I can give many such examples. One new carrier came up with a plan to avoid CRS and GDS to use their own direct web booking. They saved a lot and the old carriers were not able to quickly respond. New carriers have an advantage over a short period. Just think about it. You are selling tickets using 1A and suddenly you ask them to step aside and start selling online through your own channel. Do you think it will work? It would back fire and that is why no airline changed their GDS association when Southwest started selling directly.
Let’s take multiple examples. Southwest started asking passengers to take their baggage to connecting flights. No other airline could do it just because Southwest is doing it. If I fly LH and have a connection to AA, I have always expected my check in baggage to be transferred when I have bag tags through to the final destination. Just because Southwest does not allow through bag tags, LH cannot implement similar cost saving measures. A new airline has created a niche business plan and customers are okay with it.
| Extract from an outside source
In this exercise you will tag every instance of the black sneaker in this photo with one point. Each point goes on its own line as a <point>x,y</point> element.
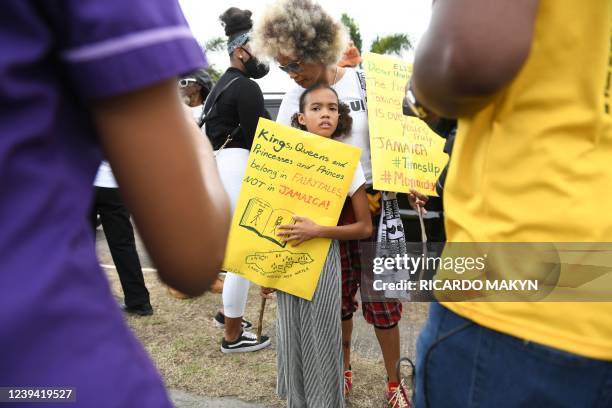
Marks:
<point>245,343</point>
<point>143,310</point>
<point>219,321</point>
If LH did the same, customers will not like it.
This guy (Pat Dorsey) has explained (time 01:18:00, 32:30, 39:00) exactly the same concept quoting Southwest. Have a look. He has explained it better than me.
Disclosure: I am an airline employee and hence my views are not from an investor point of view. I have seen airlines go bankrupt before my eyes. I will be talking to my peer at a codeshare airline and next day he will tell me his airline is in bankruptcy and project is on hold. All these factors could influence my view of this sector.
For Britannia , they will go out the business if they didn’t come with something new and keeping same distribution network.
Hope you see how patanjali is giving run to Colgate and other brands.
Take the classic case of Kraft Heinz. Nokia is another example which gone off the radar none would have expected in 2000s.
Airlines are having an entry barrier and its not so easy to someone come run and stay unless they are competitive.
My point is its survival of the fittest in any industry… As long management knows business and vision to be far ahead in competition. They survive. Its not specific to any industry.